28th September 1812: Arms raid & robbery at Rishworth, West Yorkshire

At 9.00 p.m. on Monday 28th September 1812 James Bottomley, a weaver, came to his door after being summoned to find 6 men confronting him. They all had their faces covered with handkerchiefs and soon wanted him to tell them where Michael Hoyle lived: when Bottomley told them, they began to insist he accompanied them, threatening death if he refused.

As they walked to Hoyle's, Bottomley noticed other men joined them from the shadows, with the disguised men now numbering 15.

Inside his house, the first Michael Hoyle knew of what was to come was a load banging at his door, alternating with threats that it would be broken down if it wasn't opened. Hoyle opened it, and three men pushed him inside, all of them armed with blunderbusses. They demanded a light, and threatened to kill him. Hoyle got a candle and lit it, and the man began their demands. As they demanded his weapons, the men had seen a shotgun over the fireplace, and took it. They wanted 3 Guineas to buy a firelock - Hoyle complied; they demanded gold, but Hoyle had none, so they demanded banknotes - they made it clear they wanted all the money Hoyle had, for if they found as much as one penny later, they would kill him. Hoyle gave them £10 in Bank of England notes. The men also took a silver watch of Hoyle's from a drawer.

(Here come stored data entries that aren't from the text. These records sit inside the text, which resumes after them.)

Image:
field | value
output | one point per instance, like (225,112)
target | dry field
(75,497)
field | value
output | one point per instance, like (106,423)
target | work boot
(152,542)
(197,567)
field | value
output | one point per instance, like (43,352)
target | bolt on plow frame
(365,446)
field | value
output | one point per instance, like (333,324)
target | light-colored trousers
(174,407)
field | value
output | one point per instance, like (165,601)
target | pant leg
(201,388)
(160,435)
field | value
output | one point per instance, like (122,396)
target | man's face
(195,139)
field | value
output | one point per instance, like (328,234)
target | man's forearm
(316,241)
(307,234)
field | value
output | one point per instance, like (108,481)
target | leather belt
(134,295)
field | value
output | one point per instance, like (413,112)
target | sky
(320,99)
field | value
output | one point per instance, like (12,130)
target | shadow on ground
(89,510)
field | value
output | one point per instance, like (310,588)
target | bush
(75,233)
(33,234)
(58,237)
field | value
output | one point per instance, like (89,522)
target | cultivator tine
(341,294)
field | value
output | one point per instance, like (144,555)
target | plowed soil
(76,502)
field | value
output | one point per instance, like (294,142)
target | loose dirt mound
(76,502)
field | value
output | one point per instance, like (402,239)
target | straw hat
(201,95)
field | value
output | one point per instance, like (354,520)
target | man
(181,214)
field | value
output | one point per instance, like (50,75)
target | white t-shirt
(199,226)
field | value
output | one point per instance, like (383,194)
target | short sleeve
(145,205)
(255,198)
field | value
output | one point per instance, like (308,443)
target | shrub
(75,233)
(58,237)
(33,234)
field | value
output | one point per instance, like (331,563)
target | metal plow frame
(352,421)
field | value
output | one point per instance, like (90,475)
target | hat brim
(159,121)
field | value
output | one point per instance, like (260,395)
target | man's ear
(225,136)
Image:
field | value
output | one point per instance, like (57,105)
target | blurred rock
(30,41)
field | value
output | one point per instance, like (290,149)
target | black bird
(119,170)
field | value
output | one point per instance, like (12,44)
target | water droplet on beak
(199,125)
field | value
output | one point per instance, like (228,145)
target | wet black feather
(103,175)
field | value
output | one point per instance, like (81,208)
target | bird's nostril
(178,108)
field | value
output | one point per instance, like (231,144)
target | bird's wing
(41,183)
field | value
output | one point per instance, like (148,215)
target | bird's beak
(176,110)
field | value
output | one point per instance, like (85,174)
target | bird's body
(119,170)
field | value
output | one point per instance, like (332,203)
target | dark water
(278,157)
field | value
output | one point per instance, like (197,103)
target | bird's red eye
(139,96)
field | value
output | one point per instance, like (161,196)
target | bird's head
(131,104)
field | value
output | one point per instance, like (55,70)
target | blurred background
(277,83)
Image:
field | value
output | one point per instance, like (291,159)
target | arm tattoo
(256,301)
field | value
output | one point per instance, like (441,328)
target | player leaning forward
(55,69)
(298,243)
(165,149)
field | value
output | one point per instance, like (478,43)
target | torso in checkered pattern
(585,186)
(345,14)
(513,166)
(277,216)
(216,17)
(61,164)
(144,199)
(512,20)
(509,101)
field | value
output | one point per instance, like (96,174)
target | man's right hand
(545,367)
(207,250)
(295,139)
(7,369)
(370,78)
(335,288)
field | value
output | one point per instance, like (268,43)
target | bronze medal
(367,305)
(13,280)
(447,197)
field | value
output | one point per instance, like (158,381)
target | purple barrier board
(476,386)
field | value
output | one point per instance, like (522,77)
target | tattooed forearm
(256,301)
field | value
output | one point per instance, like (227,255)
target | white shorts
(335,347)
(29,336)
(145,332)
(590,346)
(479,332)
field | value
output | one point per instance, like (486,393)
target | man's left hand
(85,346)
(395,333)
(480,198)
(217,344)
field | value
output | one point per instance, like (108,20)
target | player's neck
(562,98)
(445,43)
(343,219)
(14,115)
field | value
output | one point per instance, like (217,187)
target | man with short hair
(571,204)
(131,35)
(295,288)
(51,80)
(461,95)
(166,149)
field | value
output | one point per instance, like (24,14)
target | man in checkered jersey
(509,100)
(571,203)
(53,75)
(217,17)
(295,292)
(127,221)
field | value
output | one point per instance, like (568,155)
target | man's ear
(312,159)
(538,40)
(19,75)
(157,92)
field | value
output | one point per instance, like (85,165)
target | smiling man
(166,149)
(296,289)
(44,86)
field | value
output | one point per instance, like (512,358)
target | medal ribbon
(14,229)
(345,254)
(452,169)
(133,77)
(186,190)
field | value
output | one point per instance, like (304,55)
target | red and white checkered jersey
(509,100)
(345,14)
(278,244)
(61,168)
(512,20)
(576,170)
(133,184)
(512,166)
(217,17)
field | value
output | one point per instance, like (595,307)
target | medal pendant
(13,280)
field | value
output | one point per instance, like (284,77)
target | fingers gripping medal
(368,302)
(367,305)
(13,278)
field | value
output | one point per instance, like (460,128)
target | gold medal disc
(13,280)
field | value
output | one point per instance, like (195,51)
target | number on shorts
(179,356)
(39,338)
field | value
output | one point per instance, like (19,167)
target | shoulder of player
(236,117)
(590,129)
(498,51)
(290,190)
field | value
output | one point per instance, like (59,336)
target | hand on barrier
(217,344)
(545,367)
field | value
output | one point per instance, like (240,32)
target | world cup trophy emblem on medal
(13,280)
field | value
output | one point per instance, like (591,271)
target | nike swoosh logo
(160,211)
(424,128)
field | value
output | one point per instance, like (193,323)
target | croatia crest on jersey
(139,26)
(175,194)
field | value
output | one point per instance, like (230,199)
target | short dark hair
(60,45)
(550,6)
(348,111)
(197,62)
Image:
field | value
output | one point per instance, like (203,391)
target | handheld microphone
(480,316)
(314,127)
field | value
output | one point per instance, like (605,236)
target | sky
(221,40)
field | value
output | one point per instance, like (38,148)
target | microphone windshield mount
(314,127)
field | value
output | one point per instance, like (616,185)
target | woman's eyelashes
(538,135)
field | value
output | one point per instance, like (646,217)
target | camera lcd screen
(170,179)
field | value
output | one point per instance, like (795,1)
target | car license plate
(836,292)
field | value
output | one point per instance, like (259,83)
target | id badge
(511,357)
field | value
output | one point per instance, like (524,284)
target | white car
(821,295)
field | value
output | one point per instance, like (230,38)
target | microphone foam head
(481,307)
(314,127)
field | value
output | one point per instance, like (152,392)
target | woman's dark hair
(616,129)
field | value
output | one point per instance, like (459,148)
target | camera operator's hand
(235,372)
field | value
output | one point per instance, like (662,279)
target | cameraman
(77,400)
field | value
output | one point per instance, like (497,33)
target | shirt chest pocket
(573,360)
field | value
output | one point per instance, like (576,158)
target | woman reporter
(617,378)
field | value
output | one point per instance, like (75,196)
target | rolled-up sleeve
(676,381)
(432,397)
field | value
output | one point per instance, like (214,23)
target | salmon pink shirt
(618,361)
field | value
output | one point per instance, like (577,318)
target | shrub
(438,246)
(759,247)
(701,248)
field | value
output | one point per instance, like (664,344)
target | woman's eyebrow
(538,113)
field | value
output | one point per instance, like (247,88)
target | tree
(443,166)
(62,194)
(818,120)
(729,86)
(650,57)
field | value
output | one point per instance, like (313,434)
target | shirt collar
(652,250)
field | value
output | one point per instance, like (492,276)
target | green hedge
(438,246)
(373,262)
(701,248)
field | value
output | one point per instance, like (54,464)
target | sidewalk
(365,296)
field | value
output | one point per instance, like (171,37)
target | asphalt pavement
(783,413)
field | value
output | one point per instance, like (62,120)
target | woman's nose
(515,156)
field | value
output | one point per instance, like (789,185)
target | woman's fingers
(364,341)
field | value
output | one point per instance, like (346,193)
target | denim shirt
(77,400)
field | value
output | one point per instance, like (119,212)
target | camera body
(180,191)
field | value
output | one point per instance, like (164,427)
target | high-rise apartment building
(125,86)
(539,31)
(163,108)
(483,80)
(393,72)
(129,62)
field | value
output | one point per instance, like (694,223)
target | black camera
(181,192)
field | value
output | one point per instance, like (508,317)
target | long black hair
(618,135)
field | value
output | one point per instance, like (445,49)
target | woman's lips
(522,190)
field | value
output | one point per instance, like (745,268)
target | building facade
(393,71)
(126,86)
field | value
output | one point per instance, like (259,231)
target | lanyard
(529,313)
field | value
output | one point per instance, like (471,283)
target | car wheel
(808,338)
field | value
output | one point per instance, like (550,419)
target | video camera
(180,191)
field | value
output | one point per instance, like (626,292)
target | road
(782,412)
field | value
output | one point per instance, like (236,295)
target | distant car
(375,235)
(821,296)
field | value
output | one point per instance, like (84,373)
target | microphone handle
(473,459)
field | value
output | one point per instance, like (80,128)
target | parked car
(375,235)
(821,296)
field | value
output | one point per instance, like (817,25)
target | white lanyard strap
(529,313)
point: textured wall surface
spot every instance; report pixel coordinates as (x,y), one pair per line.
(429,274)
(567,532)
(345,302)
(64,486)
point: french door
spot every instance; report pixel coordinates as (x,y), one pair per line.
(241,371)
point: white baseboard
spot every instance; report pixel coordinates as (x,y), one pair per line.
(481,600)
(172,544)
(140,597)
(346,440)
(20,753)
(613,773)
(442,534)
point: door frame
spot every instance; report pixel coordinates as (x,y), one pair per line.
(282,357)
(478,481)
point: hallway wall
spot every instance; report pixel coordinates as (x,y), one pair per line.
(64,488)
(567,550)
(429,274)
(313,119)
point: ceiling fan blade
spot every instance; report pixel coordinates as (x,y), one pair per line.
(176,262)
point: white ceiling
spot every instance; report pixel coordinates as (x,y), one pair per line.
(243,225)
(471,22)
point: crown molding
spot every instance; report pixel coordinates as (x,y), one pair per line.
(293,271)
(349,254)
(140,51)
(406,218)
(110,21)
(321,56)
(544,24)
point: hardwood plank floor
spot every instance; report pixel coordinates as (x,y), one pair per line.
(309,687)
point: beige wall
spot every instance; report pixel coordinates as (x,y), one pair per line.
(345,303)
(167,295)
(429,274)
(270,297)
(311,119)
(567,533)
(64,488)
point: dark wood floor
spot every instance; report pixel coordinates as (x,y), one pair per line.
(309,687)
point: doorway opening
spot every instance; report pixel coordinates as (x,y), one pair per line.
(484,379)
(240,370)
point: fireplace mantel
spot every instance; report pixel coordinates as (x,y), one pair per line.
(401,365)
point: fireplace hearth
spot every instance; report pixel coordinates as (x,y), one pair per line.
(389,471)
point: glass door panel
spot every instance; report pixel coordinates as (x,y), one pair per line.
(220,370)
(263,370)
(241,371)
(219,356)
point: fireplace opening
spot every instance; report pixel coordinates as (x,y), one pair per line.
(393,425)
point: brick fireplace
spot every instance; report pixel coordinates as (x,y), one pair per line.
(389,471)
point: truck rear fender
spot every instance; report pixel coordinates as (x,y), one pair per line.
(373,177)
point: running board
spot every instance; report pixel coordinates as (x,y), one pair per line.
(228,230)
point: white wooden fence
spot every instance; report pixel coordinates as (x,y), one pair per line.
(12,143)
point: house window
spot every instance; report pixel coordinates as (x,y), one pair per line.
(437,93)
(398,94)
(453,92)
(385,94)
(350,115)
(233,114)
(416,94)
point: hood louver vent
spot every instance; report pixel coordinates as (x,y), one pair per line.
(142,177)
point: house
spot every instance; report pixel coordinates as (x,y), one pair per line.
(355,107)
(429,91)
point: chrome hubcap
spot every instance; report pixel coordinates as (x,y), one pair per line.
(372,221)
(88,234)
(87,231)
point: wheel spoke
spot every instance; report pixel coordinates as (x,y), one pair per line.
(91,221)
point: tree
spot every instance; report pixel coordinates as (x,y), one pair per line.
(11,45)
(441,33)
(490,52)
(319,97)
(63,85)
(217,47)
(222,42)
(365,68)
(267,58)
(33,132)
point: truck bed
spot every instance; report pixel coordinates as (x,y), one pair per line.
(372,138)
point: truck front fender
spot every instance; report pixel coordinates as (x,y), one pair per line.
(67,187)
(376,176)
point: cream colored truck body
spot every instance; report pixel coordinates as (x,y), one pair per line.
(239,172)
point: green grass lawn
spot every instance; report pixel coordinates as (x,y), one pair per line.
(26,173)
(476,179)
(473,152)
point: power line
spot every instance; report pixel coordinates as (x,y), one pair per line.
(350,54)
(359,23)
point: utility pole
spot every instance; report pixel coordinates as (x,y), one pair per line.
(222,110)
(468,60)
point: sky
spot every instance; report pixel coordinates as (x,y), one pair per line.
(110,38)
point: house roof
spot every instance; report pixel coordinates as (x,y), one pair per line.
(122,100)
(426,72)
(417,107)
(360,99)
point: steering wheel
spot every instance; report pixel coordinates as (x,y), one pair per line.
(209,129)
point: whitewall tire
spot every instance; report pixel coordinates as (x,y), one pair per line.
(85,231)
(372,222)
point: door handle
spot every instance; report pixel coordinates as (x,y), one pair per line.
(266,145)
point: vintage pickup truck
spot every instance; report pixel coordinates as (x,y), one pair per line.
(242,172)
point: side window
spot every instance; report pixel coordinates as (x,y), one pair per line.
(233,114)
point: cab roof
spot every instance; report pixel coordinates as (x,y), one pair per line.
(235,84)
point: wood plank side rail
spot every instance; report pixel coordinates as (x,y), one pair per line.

Throughout the raid, the men demanded and were served drink, principally rum and gin. After they had left, Hoyle looked at the clock. It was 11.00 p.m.

The same men apparently went later to a pub at Butt's Green and demanded money there and after being either refused or told there was none helped themselves to all the meat & drink in the place.

This is from Michael Hoyle's report of the incident, which can be found at HO 40/2/3, and also the Leeds Mercury of 3rd October 1812. The Leeds Mercury states the men obtained £40, but I trust Hoyle to know what he lost.